“Through [Christ] also we have obtained our introduction by faith into this grace in which we stand” (Romans 5:2).
In Old Testament times, the notion of having direct access or “introduction” to God was unthinkable, because if anyone was to look at Him they would surely die. After the tabernacle was built, only the high priest could enter the holy of holies, where God would manifest His divine presence, and only once a year for just a brief time. But Christ’s atoning sacrifice on the cross ushered in a New Covenant that made access to God possible for any person, Jew or Gentile, who trusts in His sacrifice. All of us who believe can now “draw near with confidence to the throne of grace, that we may receive mercy and find grace to help in time of need” (Heb. 4:16).
Because of our faith in Him, Christ escorts us “into this grace in which we stand.” The Greek word for “stand” refers to permanence, standing firm and immovable. Certainly faith is necessary for salvation, but it is God’s grace and not our faith that has the power to save us and maintain that salvation. What God did initially through grace, we cannot preserve through our efforts. That would be a mockery of God’s grace and an indication of our lack of trust in His desire and power to preserve our salvation. Paul said, “I am confident of this very thing, that He who began a good work in you will perfect it until the day of Christ Jesus” (Phil. 1:6).

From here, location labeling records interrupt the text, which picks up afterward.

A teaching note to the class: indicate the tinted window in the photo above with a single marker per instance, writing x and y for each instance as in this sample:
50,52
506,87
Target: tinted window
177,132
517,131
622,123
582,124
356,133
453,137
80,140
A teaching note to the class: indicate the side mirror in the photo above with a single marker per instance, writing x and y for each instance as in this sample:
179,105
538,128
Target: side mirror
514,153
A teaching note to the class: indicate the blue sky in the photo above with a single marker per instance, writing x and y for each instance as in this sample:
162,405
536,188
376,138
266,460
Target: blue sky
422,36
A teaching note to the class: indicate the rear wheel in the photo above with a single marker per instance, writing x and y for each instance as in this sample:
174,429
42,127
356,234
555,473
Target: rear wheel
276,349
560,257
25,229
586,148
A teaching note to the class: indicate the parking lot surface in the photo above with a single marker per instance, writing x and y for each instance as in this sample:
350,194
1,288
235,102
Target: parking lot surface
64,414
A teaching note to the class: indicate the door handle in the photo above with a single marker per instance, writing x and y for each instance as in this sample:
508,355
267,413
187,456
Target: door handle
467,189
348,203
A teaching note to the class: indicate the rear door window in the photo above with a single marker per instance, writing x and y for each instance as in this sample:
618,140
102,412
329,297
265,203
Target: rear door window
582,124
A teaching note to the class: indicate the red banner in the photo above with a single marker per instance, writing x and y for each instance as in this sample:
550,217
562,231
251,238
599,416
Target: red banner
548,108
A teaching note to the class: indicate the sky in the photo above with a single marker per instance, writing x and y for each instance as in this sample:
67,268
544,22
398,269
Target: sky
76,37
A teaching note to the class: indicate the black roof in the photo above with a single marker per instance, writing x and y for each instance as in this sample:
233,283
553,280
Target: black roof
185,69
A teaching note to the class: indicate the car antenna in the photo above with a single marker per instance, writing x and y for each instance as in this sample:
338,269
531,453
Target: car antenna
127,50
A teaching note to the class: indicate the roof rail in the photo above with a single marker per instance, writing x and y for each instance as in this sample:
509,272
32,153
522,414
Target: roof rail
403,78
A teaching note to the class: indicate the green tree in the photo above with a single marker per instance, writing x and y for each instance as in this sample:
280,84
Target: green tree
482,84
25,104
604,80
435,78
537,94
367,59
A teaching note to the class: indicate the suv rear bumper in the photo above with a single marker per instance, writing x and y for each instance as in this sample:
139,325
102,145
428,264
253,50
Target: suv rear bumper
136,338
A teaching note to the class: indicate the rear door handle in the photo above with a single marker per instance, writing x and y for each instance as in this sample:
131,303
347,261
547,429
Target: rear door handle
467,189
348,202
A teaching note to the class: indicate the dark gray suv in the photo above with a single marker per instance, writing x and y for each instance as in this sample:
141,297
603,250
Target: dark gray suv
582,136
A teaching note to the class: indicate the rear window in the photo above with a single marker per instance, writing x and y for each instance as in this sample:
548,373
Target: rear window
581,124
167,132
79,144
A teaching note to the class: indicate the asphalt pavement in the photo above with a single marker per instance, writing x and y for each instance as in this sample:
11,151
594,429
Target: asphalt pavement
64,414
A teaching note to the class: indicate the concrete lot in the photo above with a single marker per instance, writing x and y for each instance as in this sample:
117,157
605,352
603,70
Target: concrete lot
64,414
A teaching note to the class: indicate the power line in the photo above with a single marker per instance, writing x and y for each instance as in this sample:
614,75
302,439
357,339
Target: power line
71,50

In spite of our effort to avoid it, all of us will fall into sin, but our sin is not more powerful than God’s grace. Jesus paid the penalty for all our sins. If the sins we committed prior to our salvation were not too great for Christ’s atoning death to cover, surely none of those we have committed since then or will commit are too great for Him to cover (Rom. 5:10). A dying Savior ushered us into God’s grace; we all need to depend on the fact that a living Savior will keep us in His grace.